All Crisis, All the Time
The American addiction to overreaction.
Irwin Savodnik
Americans are overreacting to events: to the "Great Depression" of 2009, to the increasing numbers of young people with Attention Deficit Disorder, to the histrionic fantasy that climate change will become global boiling. None of these issues is without substance, and none of them should be ignored; but in one way or another, we are overreacting by turning each of them into a crisis.
We seem to have fallen in love with crises, and the more crises we find the more animated we seem to be. We are immersed in a Crisis of Crises, replete with illogic, a surfeit of emotion, and strings of events vying for crisis status.
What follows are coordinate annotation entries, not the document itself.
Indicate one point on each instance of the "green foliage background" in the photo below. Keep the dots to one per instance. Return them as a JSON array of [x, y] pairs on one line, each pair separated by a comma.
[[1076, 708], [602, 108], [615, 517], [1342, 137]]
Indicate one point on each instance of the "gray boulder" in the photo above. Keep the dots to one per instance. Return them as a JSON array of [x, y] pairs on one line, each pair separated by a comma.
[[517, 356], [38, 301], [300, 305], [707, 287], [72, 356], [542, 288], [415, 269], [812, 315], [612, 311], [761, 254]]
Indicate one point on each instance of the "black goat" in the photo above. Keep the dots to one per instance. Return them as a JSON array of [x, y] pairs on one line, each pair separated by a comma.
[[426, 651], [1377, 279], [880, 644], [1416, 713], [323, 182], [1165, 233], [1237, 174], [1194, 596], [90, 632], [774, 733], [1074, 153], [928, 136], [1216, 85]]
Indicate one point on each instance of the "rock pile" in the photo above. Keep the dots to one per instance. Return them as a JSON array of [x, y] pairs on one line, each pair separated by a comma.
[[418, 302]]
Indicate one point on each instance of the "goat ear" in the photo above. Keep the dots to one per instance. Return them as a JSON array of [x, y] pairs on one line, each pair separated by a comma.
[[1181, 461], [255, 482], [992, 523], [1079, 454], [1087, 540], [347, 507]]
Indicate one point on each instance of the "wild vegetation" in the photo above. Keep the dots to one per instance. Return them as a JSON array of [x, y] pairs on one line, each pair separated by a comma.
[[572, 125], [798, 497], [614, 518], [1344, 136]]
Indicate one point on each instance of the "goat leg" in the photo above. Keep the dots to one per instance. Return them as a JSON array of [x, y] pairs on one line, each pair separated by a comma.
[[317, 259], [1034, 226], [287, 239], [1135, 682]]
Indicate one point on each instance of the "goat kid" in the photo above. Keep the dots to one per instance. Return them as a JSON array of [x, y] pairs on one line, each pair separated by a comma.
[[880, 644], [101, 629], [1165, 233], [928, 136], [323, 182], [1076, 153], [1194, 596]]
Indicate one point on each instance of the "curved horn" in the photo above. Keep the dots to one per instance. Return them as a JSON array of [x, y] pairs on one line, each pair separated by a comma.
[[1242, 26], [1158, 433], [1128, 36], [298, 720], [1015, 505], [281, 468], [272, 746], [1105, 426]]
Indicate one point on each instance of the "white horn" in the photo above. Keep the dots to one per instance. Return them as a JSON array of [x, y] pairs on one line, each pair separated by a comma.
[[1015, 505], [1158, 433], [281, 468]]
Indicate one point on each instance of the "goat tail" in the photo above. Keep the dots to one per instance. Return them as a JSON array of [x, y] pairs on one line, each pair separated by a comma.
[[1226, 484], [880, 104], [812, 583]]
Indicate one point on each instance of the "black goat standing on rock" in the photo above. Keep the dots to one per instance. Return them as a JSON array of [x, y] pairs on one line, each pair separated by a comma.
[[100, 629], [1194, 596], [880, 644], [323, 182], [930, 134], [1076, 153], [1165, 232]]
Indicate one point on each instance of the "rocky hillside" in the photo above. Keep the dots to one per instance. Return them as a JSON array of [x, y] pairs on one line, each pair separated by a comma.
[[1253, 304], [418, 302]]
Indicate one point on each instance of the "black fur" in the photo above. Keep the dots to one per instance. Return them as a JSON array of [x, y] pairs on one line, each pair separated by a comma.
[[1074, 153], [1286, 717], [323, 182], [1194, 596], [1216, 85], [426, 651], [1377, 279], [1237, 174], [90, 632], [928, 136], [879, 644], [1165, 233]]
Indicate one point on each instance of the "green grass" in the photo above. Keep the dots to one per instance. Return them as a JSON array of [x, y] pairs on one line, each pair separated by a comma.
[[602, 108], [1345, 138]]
"Crisis," literally, means separation, and involves a break with the past by supplanting the existing order with a new one. Tectonic departures from precedent such as the transition from B.C. to A.D., from the ancien régime to the French Republic, from the Romanovs to the Bolsheviks, were set off by crises. Both the Russian and French revolutions included a change in their calendars. Illegal immigration, farm "crises," daily energy "crises," credit card "crises," E. coli contamination "crises," and education "crises" express substantive concerns, but they are not and never were crises in the strict sense of the term.
So what is overreaction? Simply put, overreaction is characterized by its reliance on emotion, its episodic time frame and, ultimately, its retreat from reality. Take the worldwide swine flu pandemic. No doubt, researchers have locked onto a serious health threat that will require a forceful response-immunization, rapid diagnosis, public health precautions, and ongoing research. An important moderating factor is the high probability that anyone who was infected with the virus between 1946 and 1953 is likely to be immune to the disease.
But the public has responded with less moderate emotions, donning surgical masks, avoiding crowds, and gulping down "immune-boosting" pills. No doubt, swine flu infection is a real phenomenon, and a scary one which, by dint of a single mutation, could cast a giant shadow across the American continent. But when we look at the facts we find both our feet on the ground. H1N1, as infectious disease specialists call it, is closely related to influenza virus A, which brings the flu each winter. The most recent attack, one that was carefully studied, took place in Mexico in late April, and the death rate was calculated at 0.6 percent.
Admittedly, H1N1 has hogged the airways because it is the same virus that caused the Spanish Influenza of 1918 and killed 50-100 million people worldwide. But the reaction to the news about H1N1 has been nearly hysterical, not by researchers who calmly poke their noses into high-risk settings but by ordinary people who imagine large-scale scenarios of death and dying. Given the changes in our ability to launch an antiviral "war" we should regard this disease as a serious problem-and one for which we have a coordinated repertoire of responses. A serious problem, Yes; a crisis, No.
A captivating example of overreaction involves the volatile responses to a 1998 article in Lancet, which described an alleged new disorder called autistic enterocolitis. The authors stated unequivocally that they had not established a connection between the measles, mumps, and rubella (MMR) vaccine and this new condition. But at a post-publication press conference, one of the authors surprised his coauthors and recommended that children should have the opportunity to receive the vaccines separately, with a year between doses. Though the article itself had not made a splash, this single remark ignited a furious reaction that caught the imagination of the media. The result was a decrease in the number of children whose parents approved of the vaccine, a decrease that produced a real threat of an outbreak of measles-and all because of the overreaction of the press and public to one stray remark from one coauthor that was disavowed by his colleagues.